简体   繁体   English

根据spark中上一行的同一列的值计算值

[英]Calculate value based on value from same column of the previous row in spark

I have an issue where I have to calculate a column using a formula that uses the value from the calculation done in the previous row.我有一个问题,我必须使用一个公式来计算一列,该公式使用前一行中计算的值。

I am unable to figure it out using withColumn API.我无法使用withColumn API 弄清楚。

I need to calculate a new column, using the formula:我需要使用以下公式计算一个新列:

MovingRate = MonthlyRate + (0.7 * MovingRatePrevious)

... where the MovingRatePrevious is the MovingRate of the prior row. ... 其中MovingRatePrevious是前一行的MovingRate

For month 1, I have the value so I do not need to re-calculate that but I need that value to be able to calculate the subsequent rows.对于第 1 个月,我有这个值,所以我不需要重新计算它,但我需要该值才能计算后续行。 I need to partition by Type.我需要按类型分区。

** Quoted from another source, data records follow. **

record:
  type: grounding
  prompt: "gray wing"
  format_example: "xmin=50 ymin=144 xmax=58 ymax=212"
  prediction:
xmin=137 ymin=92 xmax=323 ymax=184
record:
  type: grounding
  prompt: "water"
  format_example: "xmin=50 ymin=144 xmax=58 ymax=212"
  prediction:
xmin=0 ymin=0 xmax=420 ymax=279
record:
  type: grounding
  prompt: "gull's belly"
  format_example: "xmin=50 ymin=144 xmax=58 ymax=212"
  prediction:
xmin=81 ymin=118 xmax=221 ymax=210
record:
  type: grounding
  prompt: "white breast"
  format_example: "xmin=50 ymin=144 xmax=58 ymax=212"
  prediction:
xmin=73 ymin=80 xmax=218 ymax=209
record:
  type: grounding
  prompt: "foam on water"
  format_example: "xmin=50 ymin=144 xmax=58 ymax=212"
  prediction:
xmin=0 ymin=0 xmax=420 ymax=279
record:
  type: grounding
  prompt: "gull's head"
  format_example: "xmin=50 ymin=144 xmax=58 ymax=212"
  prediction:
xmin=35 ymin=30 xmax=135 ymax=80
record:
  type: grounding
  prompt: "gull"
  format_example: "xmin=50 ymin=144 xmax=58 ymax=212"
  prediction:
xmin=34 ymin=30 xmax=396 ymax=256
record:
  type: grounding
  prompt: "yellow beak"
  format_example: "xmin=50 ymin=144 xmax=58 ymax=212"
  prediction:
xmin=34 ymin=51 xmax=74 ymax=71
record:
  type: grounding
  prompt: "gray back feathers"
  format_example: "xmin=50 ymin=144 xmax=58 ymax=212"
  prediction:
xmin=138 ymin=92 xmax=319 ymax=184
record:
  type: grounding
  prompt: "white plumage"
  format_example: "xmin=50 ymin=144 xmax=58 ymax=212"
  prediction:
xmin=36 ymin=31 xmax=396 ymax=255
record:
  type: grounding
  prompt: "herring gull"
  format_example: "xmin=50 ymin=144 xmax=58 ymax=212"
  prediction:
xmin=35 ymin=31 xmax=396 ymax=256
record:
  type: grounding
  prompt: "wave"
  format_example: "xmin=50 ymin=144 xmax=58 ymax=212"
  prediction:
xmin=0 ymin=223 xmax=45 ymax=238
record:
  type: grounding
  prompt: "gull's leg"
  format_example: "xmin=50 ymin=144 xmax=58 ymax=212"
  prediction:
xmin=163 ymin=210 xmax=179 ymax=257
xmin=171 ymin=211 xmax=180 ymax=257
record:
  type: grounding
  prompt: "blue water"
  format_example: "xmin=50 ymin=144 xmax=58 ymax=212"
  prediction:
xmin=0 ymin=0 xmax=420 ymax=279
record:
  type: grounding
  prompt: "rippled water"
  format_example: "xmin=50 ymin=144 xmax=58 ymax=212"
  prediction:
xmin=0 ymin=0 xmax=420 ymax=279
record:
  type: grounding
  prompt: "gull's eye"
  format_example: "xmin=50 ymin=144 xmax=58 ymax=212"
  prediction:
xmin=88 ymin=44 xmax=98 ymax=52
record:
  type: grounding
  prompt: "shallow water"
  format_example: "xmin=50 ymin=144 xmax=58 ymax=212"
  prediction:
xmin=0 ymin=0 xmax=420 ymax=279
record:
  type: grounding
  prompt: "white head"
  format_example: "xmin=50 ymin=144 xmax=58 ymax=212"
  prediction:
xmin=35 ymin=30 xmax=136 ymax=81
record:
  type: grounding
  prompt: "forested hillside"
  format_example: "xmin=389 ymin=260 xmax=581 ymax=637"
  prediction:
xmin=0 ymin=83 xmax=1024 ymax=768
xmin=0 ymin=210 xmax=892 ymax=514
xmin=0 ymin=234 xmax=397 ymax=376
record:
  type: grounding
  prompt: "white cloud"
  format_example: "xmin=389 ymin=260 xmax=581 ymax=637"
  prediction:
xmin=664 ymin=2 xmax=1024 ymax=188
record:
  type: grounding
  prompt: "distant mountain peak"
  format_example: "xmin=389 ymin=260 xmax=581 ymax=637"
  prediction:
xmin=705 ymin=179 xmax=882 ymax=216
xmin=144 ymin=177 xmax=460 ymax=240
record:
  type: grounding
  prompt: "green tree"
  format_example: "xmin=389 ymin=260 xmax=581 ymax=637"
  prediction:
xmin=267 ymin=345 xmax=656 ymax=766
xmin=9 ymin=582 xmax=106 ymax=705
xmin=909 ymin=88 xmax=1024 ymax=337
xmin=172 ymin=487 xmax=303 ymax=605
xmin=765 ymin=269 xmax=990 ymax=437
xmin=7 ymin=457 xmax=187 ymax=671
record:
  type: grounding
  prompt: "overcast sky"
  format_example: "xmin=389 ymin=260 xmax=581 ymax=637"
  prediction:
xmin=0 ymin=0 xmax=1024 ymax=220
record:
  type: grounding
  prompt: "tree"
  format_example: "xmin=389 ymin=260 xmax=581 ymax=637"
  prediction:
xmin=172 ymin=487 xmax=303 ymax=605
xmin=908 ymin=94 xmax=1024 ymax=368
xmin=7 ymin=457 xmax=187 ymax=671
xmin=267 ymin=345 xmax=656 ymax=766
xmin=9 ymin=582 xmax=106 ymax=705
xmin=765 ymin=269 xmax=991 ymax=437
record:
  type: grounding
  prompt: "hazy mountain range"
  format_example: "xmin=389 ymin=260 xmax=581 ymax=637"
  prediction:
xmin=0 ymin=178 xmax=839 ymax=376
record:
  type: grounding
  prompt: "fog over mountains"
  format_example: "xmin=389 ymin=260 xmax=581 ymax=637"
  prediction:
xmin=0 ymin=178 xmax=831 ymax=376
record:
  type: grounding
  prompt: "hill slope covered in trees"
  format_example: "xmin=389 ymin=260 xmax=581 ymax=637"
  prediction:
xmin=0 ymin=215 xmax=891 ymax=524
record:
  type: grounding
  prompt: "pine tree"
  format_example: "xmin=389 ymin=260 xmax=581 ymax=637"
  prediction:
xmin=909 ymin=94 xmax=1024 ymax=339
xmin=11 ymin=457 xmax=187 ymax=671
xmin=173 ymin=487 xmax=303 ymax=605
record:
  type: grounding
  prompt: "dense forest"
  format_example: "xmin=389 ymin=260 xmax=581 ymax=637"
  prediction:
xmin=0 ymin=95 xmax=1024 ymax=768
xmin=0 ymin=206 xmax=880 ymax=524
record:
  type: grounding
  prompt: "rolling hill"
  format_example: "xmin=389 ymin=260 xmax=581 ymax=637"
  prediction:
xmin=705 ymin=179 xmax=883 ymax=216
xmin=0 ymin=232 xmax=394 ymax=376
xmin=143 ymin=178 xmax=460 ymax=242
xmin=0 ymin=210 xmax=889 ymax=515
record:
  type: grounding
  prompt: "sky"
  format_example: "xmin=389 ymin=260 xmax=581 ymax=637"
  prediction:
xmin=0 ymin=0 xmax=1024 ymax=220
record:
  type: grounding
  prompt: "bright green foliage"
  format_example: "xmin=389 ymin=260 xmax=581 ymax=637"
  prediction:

This is my original dataset:这是我的原始数据集:

在此处输入图像描述

Desired results in MovingRate column: MovingRate 列中的所需结果:

在此处输入图像描述

Given the nature of the requirement that each moving rate is recursively computed from the previous rate, the column-oriented DataFrame API won't shine especially if the dataset is huge.考虑到每个移动速率是从前一个速率递归计算的要求的性质,面向列的 DataFrame API 不会发光,尤其是在数据集很大的情况下。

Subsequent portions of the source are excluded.